The bizarre chain of events prompted Homeland Security Secretary Jeh Johnson to personally call Chaffetz on Thursday night and apologize. Secret Service Director Joseph Clancy also called to apologize, according to a DHS spokeswoman.

Spokeswoman Marsha Catron said in a statement that Johnson is now seeking an investigation, “and if the allegations … are true, those responsible should be held accountable.”

That last comment from the DHS spokesperson is of particular interest this week. “Those responsible should be held accountable.” But before you can get around to any of the actual holding you need to complete an investigation and determine who the responsible parties are and how things went off the rails.
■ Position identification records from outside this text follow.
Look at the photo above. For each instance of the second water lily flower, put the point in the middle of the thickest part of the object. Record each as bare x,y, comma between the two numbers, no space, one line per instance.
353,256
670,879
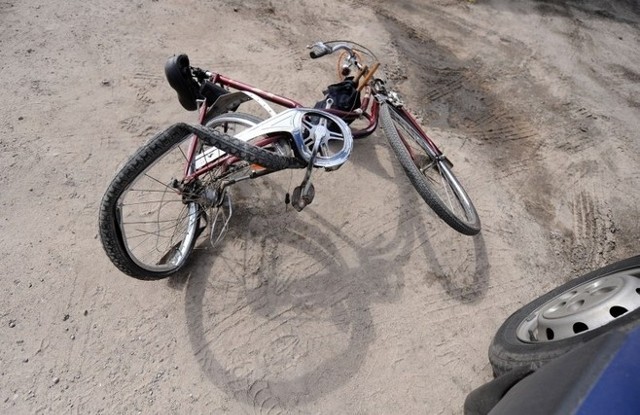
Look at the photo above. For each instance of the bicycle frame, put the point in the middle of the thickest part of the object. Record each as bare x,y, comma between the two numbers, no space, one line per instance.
367,103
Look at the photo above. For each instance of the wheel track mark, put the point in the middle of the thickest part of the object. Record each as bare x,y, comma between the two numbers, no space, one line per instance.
263,399
593,233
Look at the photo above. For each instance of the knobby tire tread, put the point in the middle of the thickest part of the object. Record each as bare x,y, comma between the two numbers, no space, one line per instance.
155,148
416,177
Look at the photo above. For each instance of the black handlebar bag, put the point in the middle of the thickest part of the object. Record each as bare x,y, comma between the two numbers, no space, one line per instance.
345,97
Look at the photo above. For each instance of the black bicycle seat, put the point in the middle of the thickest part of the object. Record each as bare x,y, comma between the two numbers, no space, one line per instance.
178,73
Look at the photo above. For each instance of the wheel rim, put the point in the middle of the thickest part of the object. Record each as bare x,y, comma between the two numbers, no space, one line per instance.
583,308
157,228
159,224
435,171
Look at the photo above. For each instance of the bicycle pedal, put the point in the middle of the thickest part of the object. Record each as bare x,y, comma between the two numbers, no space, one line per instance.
300,198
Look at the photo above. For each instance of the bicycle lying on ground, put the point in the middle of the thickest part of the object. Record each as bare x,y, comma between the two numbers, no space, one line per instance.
177,184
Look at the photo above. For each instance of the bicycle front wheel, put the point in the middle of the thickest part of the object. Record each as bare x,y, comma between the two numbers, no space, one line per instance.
149,217
429,172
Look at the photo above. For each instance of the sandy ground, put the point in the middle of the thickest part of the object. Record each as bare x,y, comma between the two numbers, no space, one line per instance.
364,303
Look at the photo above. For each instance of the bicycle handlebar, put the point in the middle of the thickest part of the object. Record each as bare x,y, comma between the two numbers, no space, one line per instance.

That process has been dragging out for a while now and there are indications this week that the methods being employed may not be quite above board. For one thing, if you’re going to be investigating the Secret Service, should you really be inviting the Secret Service to take part in the investigation? (WaPo)

John Roth is the top watchdog at the Department of Homeland Security, a position shielded by law from outside pressure so he can conduct independent inquiries of the government’s sensitive internal workings.

But during a nearly completed investigation of the Secret Service, Roth’s office has taken the unorthodox step of allowing officials from the service to work alongside his agents as they tried to determine how unflattering information about a congressman was disclosed from the agency’s files, according to half a dozen people familiar with the inquiry.

Legal experts and former government investigators said the approach threatens the integrity of the investigation of who at the Secret Service uncovered and leaked material showing that Rep. Jason Chaffetz (R-Utah) — chairman of a House committee overseeing the agency — had once been rejected for a job as an agent.

The details of this are truly amazing. Secret Service staff members were allowed to sit in on the interviews with more than three dozen staffers who were questioned about the leak. In some instances they went out and questioned witnesses themselves. One of those was an agent who had allegedly been in contact with a reporter for the Washington Post, adding even more fuel to the fire. The Secret Service was allowed to gain access to the agent’s private cell phone records showing they had contacted the reporter and ask them about it.

Were they trying to find out how the leak happened or punish the people who were talking out of the school to the press? It’s bad enough that people are leaping over fences at the White House and crashing drones on the lawn. Of course, in the case of the former incident we might have gotten a clue from the fact that their first proposed remedy was to say, “Hey… maybe we’ll start locking the door now.”

Much like the VA, the EPA, the labor board and so many others, there are more than sufficient indications to conclude that there’s something seriously wrong at the Secret Service. The old saying informs us that a new broom sweeps clean, but from the looks of things in Washington today we’re going to need an industrial sized vacuum cleaner.